Architecture overview
LocoPilot is an open-core monorepo. The MIT-licensed pieces live in locopilot-public-cli/ and ship to every customer. The proprietary cloud control plane (locopilot-core-backend/) is hosted by us and never bundled with the CLI.
Component map
┌────────────────────────┐
│ locopilot-public-cli │ (this repo, MIT)
│ │
┌──────────────┤ src/cli/ (Commander)│
│ │ src/api/ (Fastify) │
│ │ src/worker/(in-proc) │
│ │ src/training/ │
│ │ src/cloud/client.ts │
│ └─────────┬──────────────┘
│ │
│ │ HTTPS (only when Pro token present)
│ ▼
│ ┌────────────────────────┐
│ │ LocoPilot Cloud │ (proprietary, hosted)
│ │ /api/inference │
│ │ /api/train │
│ │ /api/auth/* │
│ │ /api/usage │
│ │ /api/models │
│ │ /api/health │
│ └─────────┬──────────────┘
│ │
│ │
▼ ▼
┌──────────────┐ ┌────────────────────────┐
│ Ollama │ │ RunPod Serverless GPU │
│ (localhost) │ │ (90-second SLA) │
└──────────────┘ └────────────────────────┘
Public CLI source layout
| Folder | Responsibility |
|---|---|
src/cli/ | Commander.js entry — every subcommand is a file under src/cli/commands/ |
src/api/ | Fastify 5 HTTP gateway. Routes: /v1/chat/completions, /v1/completions, /v1/models, /v1/locopilot/health, /v1/locopilot/training/* |
src/worker/ | In-process training worker (Free tier). Single-process, no queue. |
src/training/ | TrainingAdapter interface, TrainingConfig, dataset validator, Unsloth / Axolotl / MLX adapters and Python runners |
src/cloud/client.ts | The only place that talks to the cloud — callCloudInference, callCloudTrain, callCloudAuthVerify, callCloudAuthMe, callCloudUsage, callCloudModels, callCloudHealth, callCloudTunnel, plus isProUser() and getCloudToken() |
src/shared/ | DB pool (SQLite), Ollama runtime client, shared types, AppError and constants (TRAINING_DEFAULTS, MIN_DATASET_EXAMPLES, PROVIDERS, …) |
Tier detection
// src/cloud/client.ts
export function isProUser(): boolean {
return getCloudToken() !== null;
}
getCloudToken() returns the value at token in ~/.locopilot/config.json only if it starts with qs_. That's the entire test. Being logged in is not the same as having an active subscription — the cloud may still return 403 pro_subscription_required and the cloud client surfaces that as a typed ProSubscriptionRequiredError.
Request pipeline
The Fastify pipeline at the top of src/api/index.ts:
onRequest— validatesAuthorization. Skipped for/v1/modelsand/v1/locopilot/health. Non-qs_tokens become anonymous (req.apiKey = undefined).preHandler— in-memory token-bucket rate limiter. Free tier short-circuits with no limit; Pro tier gets a9999/minlocal ceiling (real limit enforced cloud-side).- Route handler — runs
localRouter.resolve()on/v1/chat/completionsand/v1/completions, then streams from the resolved provider. setErrorHandler— serialisesAppError(e.g.ValidationError,NotFoundError,RateLimitError) into JSON.
Chat / completions
localRouter.resolve(model, isProUser) returns one of three providers:
| Provider | When |
|---|---|
local | Ollama lists a model whose name equals model or starts with model.split(':')[0] |
remote | Pro user and no local match (or Ollama unreachable) |
not_found | Free user and no local match (or Ollama unreachable) |
local streams from <OLLAMA_HOST>/api/chat. remote proxies to POST /api/inference on LocoPilot Cloud (which handles RunPod). not_found returns 404 model_not_found.

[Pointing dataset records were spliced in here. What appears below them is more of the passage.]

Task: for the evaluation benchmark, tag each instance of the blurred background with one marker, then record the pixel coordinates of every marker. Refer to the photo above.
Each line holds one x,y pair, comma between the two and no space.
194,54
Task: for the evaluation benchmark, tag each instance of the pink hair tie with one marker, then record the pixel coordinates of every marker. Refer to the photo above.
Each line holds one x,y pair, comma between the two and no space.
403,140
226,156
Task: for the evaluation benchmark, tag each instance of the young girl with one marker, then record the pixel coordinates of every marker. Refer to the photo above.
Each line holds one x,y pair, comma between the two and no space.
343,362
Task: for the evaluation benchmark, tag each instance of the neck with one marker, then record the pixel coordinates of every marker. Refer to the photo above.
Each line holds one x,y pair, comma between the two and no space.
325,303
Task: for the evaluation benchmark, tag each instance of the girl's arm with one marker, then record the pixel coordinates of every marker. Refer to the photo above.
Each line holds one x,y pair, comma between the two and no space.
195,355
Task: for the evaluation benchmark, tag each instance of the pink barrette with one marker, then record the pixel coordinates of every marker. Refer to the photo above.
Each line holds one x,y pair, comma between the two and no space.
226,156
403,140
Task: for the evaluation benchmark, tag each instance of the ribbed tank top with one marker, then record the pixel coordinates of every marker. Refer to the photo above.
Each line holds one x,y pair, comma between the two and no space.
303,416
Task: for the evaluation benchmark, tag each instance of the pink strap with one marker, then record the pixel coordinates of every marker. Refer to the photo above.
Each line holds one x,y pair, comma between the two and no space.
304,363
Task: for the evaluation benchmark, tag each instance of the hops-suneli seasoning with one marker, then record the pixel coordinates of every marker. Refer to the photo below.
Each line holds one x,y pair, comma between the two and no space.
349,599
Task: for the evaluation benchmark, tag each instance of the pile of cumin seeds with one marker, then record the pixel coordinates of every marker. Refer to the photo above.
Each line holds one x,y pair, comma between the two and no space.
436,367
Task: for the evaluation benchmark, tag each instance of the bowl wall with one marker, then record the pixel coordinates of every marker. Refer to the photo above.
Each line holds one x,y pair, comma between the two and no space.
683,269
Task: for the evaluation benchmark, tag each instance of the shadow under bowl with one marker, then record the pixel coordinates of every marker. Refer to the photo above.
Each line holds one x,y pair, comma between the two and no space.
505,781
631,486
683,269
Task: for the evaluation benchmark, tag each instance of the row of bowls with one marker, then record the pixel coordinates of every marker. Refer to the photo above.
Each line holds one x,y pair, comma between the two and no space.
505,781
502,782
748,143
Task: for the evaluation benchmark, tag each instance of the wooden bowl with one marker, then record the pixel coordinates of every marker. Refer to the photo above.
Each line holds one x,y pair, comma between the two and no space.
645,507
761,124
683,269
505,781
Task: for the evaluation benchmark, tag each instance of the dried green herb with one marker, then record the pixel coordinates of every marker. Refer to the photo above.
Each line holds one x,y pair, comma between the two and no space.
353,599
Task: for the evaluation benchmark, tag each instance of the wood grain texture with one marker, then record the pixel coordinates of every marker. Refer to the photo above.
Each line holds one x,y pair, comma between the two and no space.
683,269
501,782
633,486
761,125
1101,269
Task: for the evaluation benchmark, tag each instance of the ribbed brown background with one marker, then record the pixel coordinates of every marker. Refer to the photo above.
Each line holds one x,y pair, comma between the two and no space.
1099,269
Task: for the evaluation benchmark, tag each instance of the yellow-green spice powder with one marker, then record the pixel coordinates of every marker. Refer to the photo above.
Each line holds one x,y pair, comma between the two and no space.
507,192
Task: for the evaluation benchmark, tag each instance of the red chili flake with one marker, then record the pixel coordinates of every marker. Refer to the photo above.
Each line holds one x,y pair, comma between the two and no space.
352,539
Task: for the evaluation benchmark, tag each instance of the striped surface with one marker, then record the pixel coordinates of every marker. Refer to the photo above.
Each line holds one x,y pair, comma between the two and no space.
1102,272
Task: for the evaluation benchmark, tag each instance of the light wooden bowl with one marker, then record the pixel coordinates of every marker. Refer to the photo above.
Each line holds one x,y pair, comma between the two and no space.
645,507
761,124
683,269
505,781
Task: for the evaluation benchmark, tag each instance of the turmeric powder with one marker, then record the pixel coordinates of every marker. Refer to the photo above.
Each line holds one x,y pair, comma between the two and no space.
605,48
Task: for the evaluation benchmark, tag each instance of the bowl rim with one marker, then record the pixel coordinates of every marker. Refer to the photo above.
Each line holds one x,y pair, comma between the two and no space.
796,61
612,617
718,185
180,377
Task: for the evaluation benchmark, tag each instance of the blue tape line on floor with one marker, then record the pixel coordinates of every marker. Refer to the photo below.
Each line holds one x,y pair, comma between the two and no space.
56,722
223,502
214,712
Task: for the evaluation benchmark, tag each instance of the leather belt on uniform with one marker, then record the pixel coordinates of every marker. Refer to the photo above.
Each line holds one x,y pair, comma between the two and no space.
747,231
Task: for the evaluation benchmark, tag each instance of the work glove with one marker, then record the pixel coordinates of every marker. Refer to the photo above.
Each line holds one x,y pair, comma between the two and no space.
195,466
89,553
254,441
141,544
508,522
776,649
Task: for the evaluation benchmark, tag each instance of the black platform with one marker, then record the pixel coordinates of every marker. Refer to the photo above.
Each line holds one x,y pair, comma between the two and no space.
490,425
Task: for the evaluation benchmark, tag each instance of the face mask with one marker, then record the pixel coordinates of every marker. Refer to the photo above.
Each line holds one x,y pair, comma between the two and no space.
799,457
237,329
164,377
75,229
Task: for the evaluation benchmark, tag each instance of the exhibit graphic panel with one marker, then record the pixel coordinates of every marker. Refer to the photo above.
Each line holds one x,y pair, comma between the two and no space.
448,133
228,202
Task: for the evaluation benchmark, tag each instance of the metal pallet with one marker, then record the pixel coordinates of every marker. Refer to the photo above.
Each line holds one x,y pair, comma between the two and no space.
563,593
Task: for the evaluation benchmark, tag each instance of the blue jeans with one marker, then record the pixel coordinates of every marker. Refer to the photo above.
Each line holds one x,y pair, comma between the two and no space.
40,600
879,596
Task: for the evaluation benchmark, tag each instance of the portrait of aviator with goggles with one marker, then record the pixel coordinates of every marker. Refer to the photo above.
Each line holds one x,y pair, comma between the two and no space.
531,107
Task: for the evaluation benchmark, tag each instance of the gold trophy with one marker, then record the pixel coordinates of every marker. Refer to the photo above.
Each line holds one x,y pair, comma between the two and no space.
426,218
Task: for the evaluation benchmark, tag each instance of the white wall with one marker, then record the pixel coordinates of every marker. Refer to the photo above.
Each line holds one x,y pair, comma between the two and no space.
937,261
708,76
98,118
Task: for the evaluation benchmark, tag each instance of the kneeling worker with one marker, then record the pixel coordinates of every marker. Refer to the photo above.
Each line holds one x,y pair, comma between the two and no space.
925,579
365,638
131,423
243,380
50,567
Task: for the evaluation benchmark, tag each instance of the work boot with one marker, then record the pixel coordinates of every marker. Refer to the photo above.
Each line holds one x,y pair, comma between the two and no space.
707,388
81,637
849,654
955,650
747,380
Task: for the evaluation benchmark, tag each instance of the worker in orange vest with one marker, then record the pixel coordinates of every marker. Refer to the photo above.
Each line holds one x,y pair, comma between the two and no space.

A 403 pro_subscription_required from the cloud is surfaced with the upgrade URL — there is no silent fallback to local for an explicit Pro request. A generic provider error returns 503 Provider unavailable.
Training
The local API's /v1/locopilot/training/* handlers inspect the Authorization header and act in one of two modes:
| Header | Behaviour |
|---|---|
Bearer qs_… | Proxies the request verbatim to LocoPilot Cloud's /api/train*. Surfaces upstream 403 pro_subscription_required as-is. |
| anything else | Validates the body, runs the dataset validator (MIN_DATASET_EXAMPLES = 10, first 5 lines must be uniformly Alpaca or ShareGPT), inserts a row into training_jobs, and fires the executor in-process. |
The locopilot train --cloud flag bypasses the local API entirely and calls the cloud directly — that's why the local-API auto-proxy path exists separately, for direct API consumers (HTTP clients other than the CLI).
Local data model (SQLite)
Created by locopilot init at ~/.locopilot/db.sqlite:
inference_logs (id, api_key_id, model, provider, tokens_in, tokens_out, latency_ms, ttfb_ms, status, created_at)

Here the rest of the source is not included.